Dünyanın en önemli korozyon kazası Hindistan’ın Bhopal kentinde 2-3 Aralık 1984 gecesi UNION CARBIDE firmasının Haşere ilacı üretim tesisindeki patlama olarak gerçekleşti. 1984’den bu yana resmi ölü rakamı 3 bin civarında açıklanırken, gayri resmi kaynaklara göre 20 binin üzerinde can kaybı oldu. Etkilenen yaralı sayısı ise 120 bin dolaylarında oldu. Patlama sonucu ortama yayılan zehirli Metil İzosiyanat (MIC) gazı zehirlenmesiyle. Suyun MIC deposuna kaçması ile oluşan ısı yükselmesi gazın ortama karışmasına neden oldu ve bu vahim sonuçları doğurdu. Zehirli gaz 2 saat 15 dakika boyunca ortama karışmıştı.
Korozyon Nedenleri
Çok özetle “Yanlış tasarruf politikası ve kararları” diyebiliriz. Yanlış malzeme kullanımı, Kalite ve emniyet cihazlarından tasarruf, Manuel ve yedeksiz emniyet cihazlar, Yetersiz kontrol cihazları, Gereksiz tasarım değişikliği, Tek bir ıslak gaz temizleme bacası, Ara MIC depolama tankı, Tek gaz yakma kulesi, Kötü bakım, Kötü yönetim, Eksik eğitim.
Korozyon bir malzemenin, genelde metal veya alaşımın içinde bulunduğu ortamda tepkimeye girerek bozunması ve tasarım amacına cevap veremez hale gelmesine verilen addır. Bozunma, malzemenin fiziksel, kimyasal, mekanik veya elektriksel özelliğinde değişim olarak ortaya çıkar. Korozyon hem "Bozunma" olayına hem de bunun sonucu uğranılan zarara verilen addır.
Korozyon malzeme yüzeyinde enerjinin yüksek olduğu bölgelerden düşük olduğu bölgelere hareketi sonucunda oluşur. Korozyon deprem, fırtına gibi tabi bir olaydır.
Korozyon Neden Önemlidir?
Başta insan olmak üzere tüm canlılar ve bitkiler için hayati tehlike yaratır. Tahrip ettiği metali yerine koymak için tabiat daha fazla zarara uğratılır. Çok büyük maddi kayıplara sebep olur. Malzeme, sermaye, emek, enerji ve bilgi kaybı oluşturur.

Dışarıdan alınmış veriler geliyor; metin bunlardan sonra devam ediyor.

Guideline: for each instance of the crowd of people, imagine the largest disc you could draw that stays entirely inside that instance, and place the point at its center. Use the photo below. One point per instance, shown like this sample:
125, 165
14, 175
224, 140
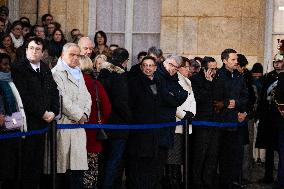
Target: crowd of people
82, 81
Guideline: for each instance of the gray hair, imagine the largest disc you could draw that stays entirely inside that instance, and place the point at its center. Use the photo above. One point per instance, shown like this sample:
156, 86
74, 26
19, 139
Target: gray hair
69, 45
177, 58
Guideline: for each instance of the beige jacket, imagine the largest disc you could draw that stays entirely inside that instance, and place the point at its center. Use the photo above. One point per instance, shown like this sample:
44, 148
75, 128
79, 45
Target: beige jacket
71, 143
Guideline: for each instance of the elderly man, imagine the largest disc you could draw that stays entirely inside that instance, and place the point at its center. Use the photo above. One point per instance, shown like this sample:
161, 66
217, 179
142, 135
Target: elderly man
86, 46
76, 107
39, 94
230, 98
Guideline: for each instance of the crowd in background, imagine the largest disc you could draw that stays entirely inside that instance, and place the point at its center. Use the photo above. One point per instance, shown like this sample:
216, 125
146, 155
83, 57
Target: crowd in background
38, 65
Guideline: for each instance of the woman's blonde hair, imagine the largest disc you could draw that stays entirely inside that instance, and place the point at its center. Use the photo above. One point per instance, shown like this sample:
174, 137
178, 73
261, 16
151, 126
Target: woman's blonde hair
86, 64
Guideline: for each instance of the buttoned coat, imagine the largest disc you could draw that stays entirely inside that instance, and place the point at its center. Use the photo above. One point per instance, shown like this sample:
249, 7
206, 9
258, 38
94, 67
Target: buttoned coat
71, 143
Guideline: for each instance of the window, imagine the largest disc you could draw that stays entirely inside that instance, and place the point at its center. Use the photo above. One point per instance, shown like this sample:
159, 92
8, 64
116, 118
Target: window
132, 24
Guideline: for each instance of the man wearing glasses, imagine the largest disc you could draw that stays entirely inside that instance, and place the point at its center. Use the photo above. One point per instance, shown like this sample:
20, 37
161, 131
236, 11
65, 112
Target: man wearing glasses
40, 97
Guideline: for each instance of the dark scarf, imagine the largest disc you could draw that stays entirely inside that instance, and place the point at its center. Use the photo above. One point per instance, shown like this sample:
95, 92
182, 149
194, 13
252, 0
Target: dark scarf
8, 98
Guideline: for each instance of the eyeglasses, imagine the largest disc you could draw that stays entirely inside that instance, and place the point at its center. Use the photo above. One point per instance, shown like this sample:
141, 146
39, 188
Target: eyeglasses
174, 66
37, 49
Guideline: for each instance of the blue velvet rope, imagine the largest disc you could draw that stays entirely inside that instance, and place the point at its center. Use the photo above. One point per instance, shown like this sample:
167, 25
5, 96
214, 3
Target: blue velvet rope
113, 126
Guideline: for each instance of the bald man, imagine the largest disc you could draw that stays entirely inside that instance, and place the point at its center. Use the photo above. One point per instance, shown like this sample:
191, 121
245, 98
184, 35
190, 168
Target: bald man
86, 46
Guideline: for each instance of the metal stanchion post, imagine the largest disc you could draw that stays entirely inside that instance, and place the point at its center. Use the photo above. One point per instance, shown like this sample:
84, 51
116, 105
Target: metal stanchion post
185, 164
53, 153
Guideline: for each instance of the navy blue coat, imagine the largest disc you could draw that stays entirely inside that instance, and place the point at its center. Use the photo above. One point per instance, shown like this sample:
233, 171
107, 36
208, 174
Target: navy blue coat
228, 86
171, 96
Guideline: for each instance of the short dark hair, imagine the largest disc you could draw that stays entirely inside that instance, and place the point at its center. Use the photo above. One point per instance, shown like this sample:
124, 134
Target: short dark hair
226, 53
2, 20
149, 58
242, 60
25, 18
43, 18
184, 61
62, 34
142, 53
103, 34
206, 60
4, 10
75, 29
4, 55
113, 45
193, 63
26, 25
37, 40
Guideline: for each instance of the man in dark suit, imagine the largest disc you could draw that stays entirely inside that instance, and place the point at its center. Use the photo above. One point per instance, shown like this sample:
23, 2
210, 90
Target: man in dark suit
40, 97
279, 99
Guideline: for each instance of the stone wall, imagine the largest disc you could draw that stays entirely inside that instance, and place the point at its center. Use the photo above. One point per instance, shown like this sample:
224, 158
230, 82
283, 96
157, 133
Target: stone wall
207, 27
70, 14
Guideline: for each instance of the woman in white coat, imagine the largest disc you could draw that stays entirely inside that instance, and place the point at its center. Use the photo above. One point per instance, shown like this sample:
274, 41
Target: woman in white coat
186, 110
76, 107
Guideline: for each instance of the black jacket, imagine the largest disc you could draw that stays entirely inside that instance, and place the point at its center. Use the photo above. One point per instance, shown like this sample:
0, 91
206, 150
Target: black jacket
203, 93
228, 86
114, 80
171, 95
38, 92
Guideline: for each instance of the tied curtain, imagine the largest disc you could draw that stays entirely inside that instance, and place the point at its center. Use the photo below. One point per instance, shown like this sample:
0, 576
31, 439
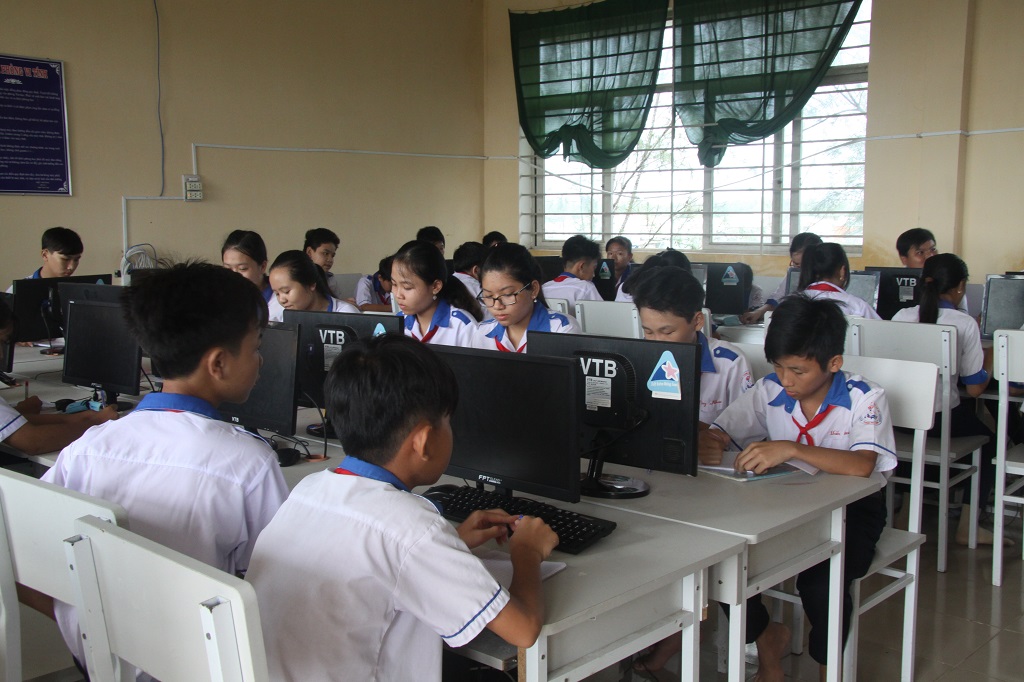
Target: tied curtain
744, 69
585, 77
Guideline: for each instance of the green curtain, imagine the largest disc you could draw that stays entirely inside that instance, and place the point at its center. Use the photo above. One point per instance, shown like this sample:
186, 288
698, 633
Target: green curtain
585, 77
743, 69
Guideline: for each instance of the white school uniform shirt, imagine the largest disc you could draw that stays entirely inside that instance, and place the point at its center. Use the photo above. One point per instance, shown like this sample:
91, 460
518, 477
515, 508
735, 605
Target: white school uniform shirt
853, 416
449, 327
357, 579
491, 335
369, 292
571, 288
725, 375
848, 303
187, 480
971, 363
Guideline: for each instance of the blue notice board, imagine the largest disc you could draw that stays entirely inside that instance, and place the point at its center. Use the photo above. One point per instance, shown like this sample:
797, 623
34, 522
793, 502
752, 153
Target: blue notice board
34, 156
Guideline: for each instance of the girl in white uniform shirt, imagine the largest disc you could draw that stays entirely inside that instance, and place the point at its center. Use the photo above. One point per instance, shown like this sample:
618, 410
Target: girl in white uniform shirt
943, 280
437, 307
824, 272
299, 284
511, 292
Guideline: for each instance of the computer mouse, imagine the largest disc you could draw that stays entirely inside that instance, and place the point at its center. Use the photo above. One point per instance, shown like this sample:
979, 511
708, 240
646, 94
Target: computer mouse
288, 456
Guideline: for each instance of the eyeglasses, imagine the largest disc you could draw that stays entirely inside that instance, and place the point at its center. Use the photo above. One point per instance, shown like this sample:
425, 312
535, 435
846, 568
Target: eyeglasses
506, 299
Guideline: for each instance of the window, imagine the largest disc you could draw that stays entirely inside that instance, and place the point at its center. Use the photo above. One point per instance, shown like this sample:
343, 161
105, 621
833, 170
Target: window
808, 177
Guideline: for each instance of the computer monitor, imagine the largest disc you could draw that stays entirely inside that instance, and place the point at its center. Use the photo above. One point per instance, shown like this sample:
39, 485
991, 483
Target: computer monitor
271, 402
516, 424
1003, 306
897, 289
322, 338
99, 351
727, 288
37, 305
639, 401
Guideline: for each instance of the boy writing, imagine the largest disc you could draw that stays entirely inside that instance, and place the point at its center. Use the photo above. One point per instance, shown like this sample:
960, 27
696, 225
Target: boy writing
580, 258
365, 579
811, 411
187, 480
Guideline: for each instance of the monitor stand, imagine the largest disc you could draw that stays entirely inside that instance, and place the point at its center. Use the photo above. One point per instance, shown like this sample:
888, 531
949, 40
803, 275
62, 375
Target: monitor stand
609, 486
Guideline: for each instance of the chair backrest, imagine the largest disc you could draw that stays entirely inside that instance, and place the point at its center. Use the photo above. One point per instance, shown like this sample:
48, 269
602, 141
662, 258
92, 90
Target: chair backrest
609, 318
171, 615
35, 518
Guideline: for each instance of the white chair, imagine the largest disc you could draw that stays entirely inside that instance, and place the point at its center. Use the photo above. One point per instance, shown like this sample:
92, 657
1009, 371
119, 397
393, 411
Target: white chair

Korozyon Nerelerde Meydana Gelir?
Korozyon metalin bulunduğu her ortamda ve yerde "Metal-Ortam” tepkimesi sonucu oluşur. Nerede? Suda, toprakta, hava ile temasdaki yüzeylerde, beton içindeki donatılarda, canlıların vücüdunda, yüksek sıcaklıkta, kimyasal çözeltilerde, ergimiş metallerde, kaçak akım etkisi ile bakteri etkisi ile.
Nerelerde diye bakarsak, atom santrallerinde, tüm taşıma araçlarında, tüm fabrikalarda, tüm yaplarda, köprülerde, limanlarda, hava alanlarında, tüm boru ve boru hatlarında ve hatta canlıların vücutlarındaki metallerde…
Korozyonun neden olduğu ekonomik kayıp ile sermaye, malzeme, enerji, emek ve bilgi kaybına uğrarlar. Korozyon ayrıca çevreyi kirleten, doğal kaynakların tahribine neden olan, Insanlar başta olmak üzere canlıların hayatını tehlikeye atan bir değişimdir. Korozyon kaybı “Doğrudan” ve "Dolaylı" kayıplar olarak iki başlıkta ele alınır. Doğrudan kayıplarda yapının sahibi veya işletmecisinin uğradığı korozyon maliyeti, tasarım, imalat ve inşaat maliyeti ile yönetim maliyeti hesaplanır. Dolaylı kayıplar yapı sahibi veya işletmecisi dışındaki kişilerin uğradığı korozyon maliyetidir. Uğranılan dolaylı kayıp hem maddi hem de manevi olarak doğrudan kayıptan sayısız derece daha büyüktür.
Korozyonla Mücadele
Öncelikle mücadelenin önemini anlaması gereken kurum ve kişiler, başta devlet kurumları, sanayi, akademik çevreler, araştırma kurumları ve en önemlisi de halkın bilinçlendirilmesidir. Bu alanlarda yapılacak tüm çalışmalar önemli sonuçlar sağlayacaktır.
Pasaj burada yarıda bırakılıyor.